STORY #2
The Innovation of Meaning:
Creating new Visions from within Oneself
Satoru Goto, Ph.D.
Associate Professor, College of Business Administration
How to utilize a design thinking
in an organization
Design Thinking has found its way around the business world in recent years. Many Japanese organizations have been trying to integrate this concept with their management systems. “However, it is not very easy for Japanese organizations to put design thinking to practice,” points out Satoru Goto. Goto is conducting theoretical research on design thinking and exploring methodologies that allow non-designers to utilize the creative process that excellent designers practice.

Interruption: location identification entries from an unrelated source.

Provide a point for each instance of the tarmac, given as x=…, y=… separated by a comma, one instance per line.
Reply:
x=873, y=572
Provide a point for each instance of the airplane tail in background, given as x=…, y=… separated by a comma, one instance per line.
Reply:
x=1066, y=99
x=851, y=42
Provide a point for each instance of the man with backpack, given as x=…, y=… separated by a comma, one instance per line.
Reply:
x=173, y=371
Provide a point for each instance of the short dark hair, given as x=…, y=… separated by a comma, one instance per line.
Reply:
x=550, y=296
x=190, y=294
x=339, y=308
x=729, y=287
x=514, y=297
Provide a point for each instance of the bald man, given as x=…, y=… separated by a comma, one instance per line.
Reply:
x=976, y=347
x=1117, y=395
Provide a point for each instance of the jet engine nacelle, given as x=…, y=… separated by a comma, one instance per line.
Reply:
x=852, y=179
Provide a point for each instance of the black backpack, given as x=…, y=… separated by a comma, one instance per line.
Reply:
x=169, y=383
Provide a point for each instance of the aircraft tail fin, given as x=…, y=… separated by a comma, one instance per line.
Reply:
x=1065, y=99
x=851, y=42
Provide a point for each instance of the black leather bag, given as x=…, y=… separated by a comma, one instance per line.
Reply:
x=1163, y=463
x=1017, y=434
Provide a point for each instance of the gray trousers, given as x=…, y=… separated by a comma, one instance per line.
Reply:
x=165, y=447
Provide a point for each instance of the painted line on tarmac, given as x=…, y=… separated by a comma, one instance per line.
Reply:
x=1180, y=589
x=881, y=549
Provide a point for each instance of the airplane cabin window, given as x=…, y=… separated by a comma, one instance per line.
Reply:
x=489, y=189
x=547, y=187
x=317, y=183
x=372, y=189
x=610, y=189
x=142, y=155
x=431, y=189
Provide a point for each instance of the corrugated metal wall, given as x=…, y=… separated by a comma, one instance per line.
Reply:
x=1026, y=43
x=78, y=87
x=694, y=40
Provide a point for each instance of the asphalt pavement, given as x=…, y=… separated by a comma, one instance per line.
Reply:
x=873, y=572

According to Goto, design thinking, as understood by the Japanese society, is a user-centric process that seeks to respond to users’ implicit needs, which are discovered through ethnography. However, it has been pointed out that such user-centric designs come from a place of hyper-focus on customers and tend to only provide solutions; such thinking hinders the creation of revolutionary innovations that birth new values. These critics today emphasize design thinking that brings about the ‘innovation of meaning. “This cognitive method is one that yields revolutionary innovations not through ethnography but from within designers themselves, where they find and create new meaning,” explains Goto.
Experienced and excellent designers can both create user-centric designs and generate ideas by relying on their intrinsic value and beliefs; their work is informed by their interpretation of issues, which they base upon the entirety of their accumulated experiences, across their careers and personal lives. The processes by which internal motives generate ideas are collectively called “inside out” and are said to be vital to the innovation of meaning.
“In B to B industry, where one interfaces with other organizations, traditionally, products that provide a solution to the client’s needs and challenges are sought after. Engineers in such organizations tend to rely on their expertise and on technological expertise to such an extent that they fall prey to cognitive bias. This tends to make it difficult for them to see with a broader perspective, which is vital to generating ideas from within,” says Goto. His perspective stems from his own experience of working as an engineer who developed products in a B to B organization. Over time, he has extracted himself from the narrow framework of relying on expertise and technology. Instead, he has constructed a theory to generate new vision from one’s intrinsic value systems and goals, and developed a practical model for the implementation of this theory. He has, in fact, applied his model to the development of new products as part of applied research on a domestic maker of interior parts for automobiles.
In this research project, Goto began by training the new product development members in knowledge relating to the humanities and social science. “The goal was for them to learn about social structures and the function of culture. For example, I brought in a Zen monk as a lecturer to talk about Buddhist thinking. Through such dialogues with specialists from various backgrounds, their perspectives could expand and their cognitive biases could loosen their grip. In such ways, I encouraged the members to acquire perspectives different from those they previously held,” Goto explains. As a result of this approach, he succeeded in shifting the perspectives of all the project members from “technocentric” to “humancentric.”
“Through this research, it became even clearer how much overly internalized organizational values and goals prevent the generation of ideas that could lead to the innovation of meaning,” Goto says. Such overidentification, where individuals within an organization overly identify themselves with the organization and internalize its values, is found in many Japanese organizations. “Japanese corporations tend to have a collectivist culture. With each employee sharing the organizational culture, these organizations have become monoliths exerting the tremendous capacities of their employees to grow and develop to this day. For example, in manufacturing, it was only possible to maintain a production line without compromising quality by using overidentification to its advantage. It was because of such Japanese-style management that Japan has been able to grow into a world-leading manufacturer of goods,” he explains.
In such organizations, he continues, the values and goals that the individuals carried that were distinct from the organizational values can be completely eradicated. In some cases, individuals willingly sacrifice their well-being and happiness. Overidentification becomes a great barrier to generating new ideas that could originate new values. “People have social identities beyond their role in an organization; they hold various social identities, such as being a member of a family or within the world of hobbies. Such diverse individual social identities are the source of inside out, and they are the keys to innovation. Inside out’s dependency on individuals is what brings about meaning.”
Bringing one’s various social identities to the forefront can provide contentment during the process of innovation and to one’s work and life, without distinction.
Goto’s vision goes beyond the individual and is turning towards organizations. “To realize revolutionary innovation in organizations, it is not only individuals who need to change; it is vital that the organization that utilizes those individuals transforms. So, going forward, I will be engaged in researching organizational identification,” Goto concludes.